Monday, 23 January 2012
Air Quality and Visibility in Southwestern British Columbia During Forest Fire Smoke Events
Hall E (New Orleans Convention Center )
Jenna C. Keane, Univ. of British Columbia, Vancouver, BC, Canada; and I. McKendry and A. Teakles

In recent years, the frequency of forest fires has been increasing in western North America. With an increase in forest fire activity, attention has been drawn to the negative effects forest fire smoke has on air quality and visibility. Smoke particles from forest fires can travel over long distances, degrading air quality. This study quantifies the relationship between smoke, air quality and visibility. Furthermore, determining how smoke produced by forest fires influences air quality and visibility in southwestern British Columbia will improve air quality forecasting. The study was conducted from 2007 through 2011 during the fire season (April through October) in southwestern British Columbia, focusing on the Georgia Basin airshed.

A host of tools were used to determine how air quality and visibility are influenced by forest fire smoke. Satellite Fire Detection from National Oceanic and Atmospheric Administration's (NOAA), National Geophysical Data Center (NGDC) was used to determine on which days during the five year period smoke was present in southwestern British Columbia. To determine where smoke particles were transported from, NOAA's HYbrid Single-Particle Lagrangian Integrated Trajectory (HYSPLIT) model was used. Backward trajectories were computed from Vancouver International Airport (YVR) on days which smoke was present. PM2.5 (particles with a diameter of less than 2.5 microns) and ozone concentrations were examined at thirteen different locations. Gases and aerosols produced by forest fires are known to degrade visibility. A semi-automated approach was used to calculate visibility using digital images. Free online software, ImageJ, was used to register the images, and calculate intensity. Image metrics were a large part of calculating visibility. Image registration was done to correct for camera movement. Once the images were corrected, contrast and visibility were calculated. Two dark objects in the background were used to calculate visibility. A viewshed analysis was done in ArcGIS to calculate the distance from the camera to the chosen targets.

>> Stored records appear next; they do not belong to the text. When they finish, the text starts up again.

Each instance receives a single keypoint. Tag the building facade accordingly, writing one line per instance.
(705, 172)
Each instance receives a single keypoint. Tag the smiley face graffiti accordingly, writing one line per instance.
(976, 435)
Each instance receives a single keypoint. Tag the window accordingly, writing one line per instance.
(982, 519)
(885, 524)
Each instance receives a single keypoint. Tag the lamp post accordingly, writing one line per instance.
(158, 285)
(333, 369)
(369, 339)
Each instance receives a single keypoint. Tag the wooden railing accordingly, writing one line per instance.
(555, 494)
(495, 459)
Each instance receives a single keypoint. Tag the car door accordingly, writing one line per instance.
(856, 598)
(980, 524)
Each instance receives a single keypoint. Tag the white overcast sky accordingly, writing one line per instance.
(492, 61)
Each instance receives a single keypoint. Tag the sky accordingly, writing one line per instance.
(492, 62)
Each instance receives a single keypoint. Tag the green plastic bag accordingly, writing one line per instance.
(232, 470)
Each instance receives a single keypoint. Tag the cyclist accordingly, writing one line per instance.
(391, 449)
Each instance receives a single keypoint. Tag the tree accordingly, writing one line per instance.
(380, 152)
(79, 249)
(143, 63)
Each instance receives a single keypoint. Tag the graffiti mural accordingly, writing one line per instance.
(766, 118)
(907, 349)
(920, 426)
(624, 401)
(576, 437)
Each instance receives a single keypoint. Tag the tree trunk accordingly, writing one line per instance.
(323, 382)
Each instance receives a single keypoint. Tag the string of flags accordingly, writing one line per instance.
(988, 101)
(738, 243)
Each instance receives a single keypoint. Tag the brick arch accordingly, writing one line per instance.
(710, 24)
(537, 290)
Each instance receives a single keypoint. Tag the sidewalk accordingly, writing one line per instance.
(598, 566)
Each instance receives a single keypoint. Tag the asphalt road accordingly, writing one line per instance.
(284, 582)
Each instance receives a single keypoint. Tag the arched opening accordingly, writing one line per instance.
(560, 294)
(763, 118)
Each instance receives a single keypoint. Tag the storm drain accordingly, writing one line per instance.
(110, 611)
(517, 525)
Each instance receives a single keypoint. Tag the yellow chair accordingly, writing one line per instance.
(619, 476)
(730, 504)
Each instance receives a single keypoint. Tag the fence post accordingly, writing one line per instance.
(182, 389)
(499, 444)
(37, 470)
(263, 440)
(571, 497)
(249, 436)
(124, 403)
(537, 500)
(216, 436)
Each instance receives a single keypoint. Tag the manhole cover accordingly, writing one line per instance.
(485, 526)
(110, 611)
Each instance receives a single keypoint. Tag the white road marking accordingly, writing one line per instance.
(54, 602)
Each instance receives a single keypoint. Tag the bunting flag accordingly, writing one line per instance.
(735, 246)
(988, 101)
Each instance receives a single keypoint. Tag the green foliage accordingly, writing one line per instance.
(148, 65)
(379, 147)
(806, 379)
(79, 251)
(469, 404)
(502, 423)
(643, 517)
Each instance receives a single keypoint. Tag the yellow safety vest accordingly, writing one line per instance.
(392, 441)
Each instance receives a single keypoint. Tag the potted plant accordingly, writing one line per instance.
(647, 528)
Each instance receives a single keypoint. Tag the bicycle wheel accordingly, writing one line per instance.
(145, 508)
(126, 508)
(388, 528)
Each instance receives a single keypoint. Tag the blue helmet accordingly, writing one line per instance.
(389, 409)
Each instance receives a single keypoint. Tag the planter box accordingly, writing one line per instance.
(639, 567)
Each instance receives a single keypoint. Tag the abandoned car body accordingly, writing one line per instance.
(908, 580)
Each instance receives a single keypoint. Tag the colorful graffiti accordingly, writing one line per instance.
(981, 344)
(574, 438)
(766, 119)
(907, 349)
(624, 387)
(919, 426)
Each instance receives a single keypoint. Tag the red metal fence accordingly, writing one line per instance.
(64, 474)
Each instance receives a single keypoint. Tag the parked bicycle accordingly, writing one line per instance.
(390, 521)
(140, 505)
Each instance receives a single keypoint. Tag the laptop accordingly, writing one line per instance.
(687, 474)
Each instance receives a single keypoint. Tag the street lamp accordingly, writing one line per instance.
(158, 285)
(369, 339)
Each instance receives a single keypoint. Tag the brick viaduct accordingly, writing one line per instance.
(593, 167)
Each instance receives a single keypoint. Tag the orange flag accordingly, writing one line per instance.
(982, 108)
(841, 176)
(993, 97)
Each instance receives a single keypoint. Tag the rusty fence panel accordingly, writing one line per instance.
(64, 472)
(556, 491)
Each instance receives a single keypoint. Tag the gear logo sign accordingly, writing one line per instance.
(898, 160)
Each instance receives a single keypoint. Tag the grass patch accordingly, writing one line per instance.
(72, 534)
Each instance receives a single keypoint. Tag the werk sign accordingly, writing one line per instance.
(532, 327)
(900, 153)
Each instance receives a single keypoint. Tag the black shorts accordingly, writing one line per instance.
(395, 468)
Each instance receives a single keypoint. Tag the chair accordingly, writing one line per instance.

Southwestern British Columbia's air quality and visibility is negatively influenced by forest fire smoke. From HYSPLIT it was found that smoke seen in southwestern British Columbia was usually transported from the United States or Alberta. Smoke and aerosol concentrations in the region were largely influenced by the dominating weather pattern. For example during a stagnant high pressure system in the summer months air quality was significant degraded. Furthermore, the concentrations of particulate matter and ozone increased when smoke was present. Calculating visibility using digital images is a low cost method that can be used in the future. The conclusions drawn from this research help improve regional air quality and visibility forecasts.